Deskundigen beweren dat jaarlijks meer mensen sterven aan de gevolgen van luchtvervuiling dan
door verkeersongevallen of door passief roken. Die bewering is alleen houdbaar als het mogelijk zou
zijn ondubbelzinnig vast te stellen dat een persoon is overleden aan de gevolgen van luchtvervuiling
en niet door bijvoorbeeld langdurige eenzaamheid of hartfalen of een combinatie van factoren.
Zolang dat echter niet mogelijk is, lijkt het mij verstandig enige terughoudendheid te betrachten met
een dergelijke bewering.
De meeste gezondheidsproblemen door luchtvervuiling schrijven deskundigen toe aan fijnstof. Onder
fijnstof verstaat men rook en in de lucht zwevende kleine partikels. Gevaarlijke partikels zijn die met
een doorsnede van minder dan 10 micrometer, waarbij één micrometer staat voor een duizendste
millimeter. Het meest gevaarlijk zijn partikels tot 2,5 micrometer (PM2,5). Een gemiddeld
huishouden stuurt deze partikels de lucht in door de verwarming van het huis en door allerlei
vormen van vuur. Daarnaast levert een huishouden hieraan een bijdrage door het gebruik van
producten als verf, reinigingsproducten en cosmetica. Al het motorische transport en de industrie
zijn uiteraard ook grote vervuilers. Medische problemen die op de een of andere wijze worden
geassocieerd met fijnstof in de lucht zijn bijvoorbeeld chronisch obstructieve longziekten (COPD), de
ziekte van Alzheimer, de ziekte van Parkinson, cardiovasculaire ziekten, cerebrovasculaire ziekten,
diabetes mellitus en groei- en ontwikkelingsstoornissen van kinderen. Jaarlijks zouden wereldwijd
meer dan twaalf miljoen mensen vroegtijdig overlijden door vervuiling van de leefomgeving.

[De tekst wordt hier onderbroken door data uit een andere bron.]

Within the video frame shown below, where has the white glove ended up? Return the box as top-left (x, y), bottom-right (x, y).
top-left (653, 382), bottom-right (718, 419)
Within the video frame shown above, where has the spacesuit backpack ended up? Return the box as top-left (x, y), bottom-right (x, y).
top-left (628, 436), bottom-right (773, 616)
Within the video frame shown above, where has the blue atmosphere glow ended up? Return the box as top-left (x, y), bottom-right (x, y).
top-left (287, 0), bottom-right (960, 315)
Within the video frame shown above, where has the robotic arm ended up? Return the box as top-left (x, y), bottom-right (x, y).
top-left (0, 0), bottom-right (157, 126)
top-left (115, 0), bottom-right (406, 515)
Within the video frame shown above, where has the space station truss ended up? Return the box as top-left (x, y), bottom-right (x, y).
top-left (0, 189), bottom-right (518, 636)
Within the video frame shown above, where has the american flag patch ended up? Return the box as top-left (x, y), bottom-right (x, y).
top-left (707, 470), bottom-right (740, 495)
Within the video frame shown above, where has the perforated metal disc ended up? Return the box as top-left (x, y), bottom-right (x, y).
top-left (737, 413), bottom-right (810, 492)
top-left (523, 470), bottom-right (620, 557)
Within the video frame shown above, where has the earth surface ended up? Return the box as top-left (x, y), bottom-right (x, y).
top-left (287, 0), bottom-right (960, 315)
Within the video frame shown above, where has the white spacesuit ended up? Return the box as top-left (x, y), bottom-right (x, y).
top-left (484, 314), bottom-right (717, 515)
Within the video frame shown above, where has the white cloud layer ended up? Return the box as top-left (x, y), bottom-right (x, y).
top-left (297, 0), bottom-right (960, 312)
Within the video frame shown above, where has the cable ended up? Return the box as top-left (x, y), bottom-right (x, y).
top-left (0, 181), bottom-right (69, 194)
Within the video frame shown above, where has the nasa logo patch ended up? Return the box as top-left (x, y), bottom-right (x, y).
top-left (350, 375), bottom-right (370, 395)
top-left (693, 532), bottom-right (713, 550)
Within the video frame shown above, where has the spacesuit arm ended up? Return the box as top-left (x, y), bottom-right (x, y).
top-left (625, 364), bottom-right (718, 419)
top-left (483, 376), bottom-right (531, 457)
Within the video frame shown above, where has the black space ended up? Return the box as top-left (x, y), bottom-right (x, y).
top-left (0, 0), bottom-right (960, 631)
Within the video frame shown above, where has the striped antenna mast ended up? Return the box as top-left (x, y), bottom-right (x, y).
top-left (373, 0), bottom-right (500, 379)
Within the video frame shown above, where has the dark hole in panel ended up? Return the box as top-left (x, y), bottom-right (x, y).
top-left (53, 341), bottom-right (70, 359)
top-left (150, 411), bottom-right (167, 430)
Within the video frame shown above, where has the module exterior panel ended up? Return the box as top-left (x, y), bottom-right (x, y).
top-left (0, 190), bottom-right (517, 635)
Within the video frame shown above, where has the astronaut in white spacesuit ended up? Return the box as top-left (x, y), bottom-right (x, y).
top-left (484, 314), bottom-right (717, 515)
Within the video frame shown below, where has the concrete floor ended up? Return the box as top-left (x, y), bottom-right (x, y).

Onderzoekers van enkele universiteiten in de Verenigde Staten hebben goed begrepen dat
beweringen over de medische gevolgen van luchtvervuiling op zich weinig houtsnijden en dat
wetenschappelijk onderzoek nodig is. In het volgende artikel beschrijven zij een interessant
onderzoek: Petkus AJ, Younan D, Wang X, et al. Air pollution and the dynamic association between
depressive symptoms and memory in oldest-old women. J Am Geriatr Soc 2021; 69: 474-484. De
onderzoekers hebben gedurende maximaal zes jaar 1.583 cognitief gezonde, zelfstandig wonende
vrouwen van 80 jaar of ouder gevolgd. Deze vrouwen woonden in gebieden waarvan gegevens
beschikbaar waren over de gehalten van PM2,5 en stikstofdioxide (NO2) in de lucht. Per regio waren
deze gegevens flink verschillend. Aan het begin van de onderzoeksperiode en vervolgens jaarlijks
ondergingen zij een depressietest en testen voor het geheugen voor persoonlijke gebeurtenissen. Na
statistische correctie voor beïnvloedende factoren bleek in de regio’s met hoge gehalten aan PM2,5
en NO2 in de omgevingslucht de toename op de depressiescore 24% en op de geheugenscores 17%
groter dan in de regio’s met lage gehalten aan PM2,5 en NO2. Echter, de toename van de score op de
depressietest bedroeg gemiddeld slechts 1 punt, terwijl de maximale score 15 is. Daarmee is de
klinische relevantie van de toename nogal dubieus. Verder bleek dat de vrouwen met een
toegenomen score op de depressietest een jaar later relatief slechter scoorden op de
geheugentesten. Met ander woorden: PM2,5 en NO2 in de omgevingslucht waren verantwoordelijk
voor een versnelde achteruitgang van het geheugen onder invloed van de toenemende
depressiescores. Dit betekent dat de achteruitgang van het geheugen niet kan worden losgezien van
de toename van depressieve gevoelens of, simpeler gezegd, zonder depressie geen geheugenverlies.
De resultaten van dit onderzoek zijn verre van spectaculair. Toch kan heel voorzichtig worden gesteld
dat bij deze vrouwelijke 80-plussers luchtvervuiling een negatieve invloed heeft gehad op het
samenspel van depressie en geheugen. Vooralsnog is er amper reden om aan te nemen dat dit niet
zou gelden voor mannelijke 80-plussers. Hiermee is een begin van bewijs geleverd dat luchtvervuiling
een risicofactor is voor de gezondheid van zeer oude mensen.